C. Implikasi Umum Desentralisasi pendidikan
Hakikat desentralisasi dan otonomi daerah adalah pelimpahan wewenang yang disertai keleluasaan daerah dalam menyelenggarakan fungsi pemerintah sedemikian rupa sehingga pelayanan masyarakat akan menjadi lebih baik, dan pembangunan daerah dapat lebih terarah serta optimal.
Menurut Mulyasa[33], implikasi desentralisasi manajemen pendidikan adalah kewenangan yang lebih besar diberikan kepada kabupaten dan kota untuk mengelola pendidikan sesuai dengan potensi dan kebutuhan daerahnya, perubahan kelembagaan untuk memenuhi kebutuhan dan meningkatkan efisiensi serta efektivitas dalam perencanaan dan pelaksanaan pada unit-unit kerja di daerah, kepegawaian yang menyangkut perubahan dan Pemberdayaan sumber daya manusia yang menekankan pada profesionalisme, serta perubahan-perubahan anggaran pembangunan pendidikan.

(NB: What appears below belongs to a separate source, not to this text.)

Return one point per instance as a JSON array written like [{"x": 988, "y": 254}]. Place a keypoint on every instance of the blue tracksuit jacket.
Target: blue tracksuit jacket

Tim Teknis BAPPENAS bekerjasama dengan Bank Dunia[34] merumuskan beberapa konsep dan implikasi akibat desentralisasi atau otonomi daerah, yaitu 1) implikasi administrasi, yakni pemberian wewenang yang lebih besar kepada daerah untuk ikut melaksanakan kegiatan pembangunan sesuai dengan potensi dan kebutuhan setempat; 2) implikasi kelembagaan, yakni membutuhkan daerah untuk meningkatkan kapasitas perencanaan dan pelaksanaan unit-unit kerja daerah; 3) implikasi keuangan, yaitu kebutuhan dana yang lebih besar untuk dapat melaksanakan fungsinya di bidang pembangunan, dan 4) implikasi pendekatan kewilayahan yang dimulai dari bawah, dengan melibatkan peran serta masyarakat semaksimal mungkin.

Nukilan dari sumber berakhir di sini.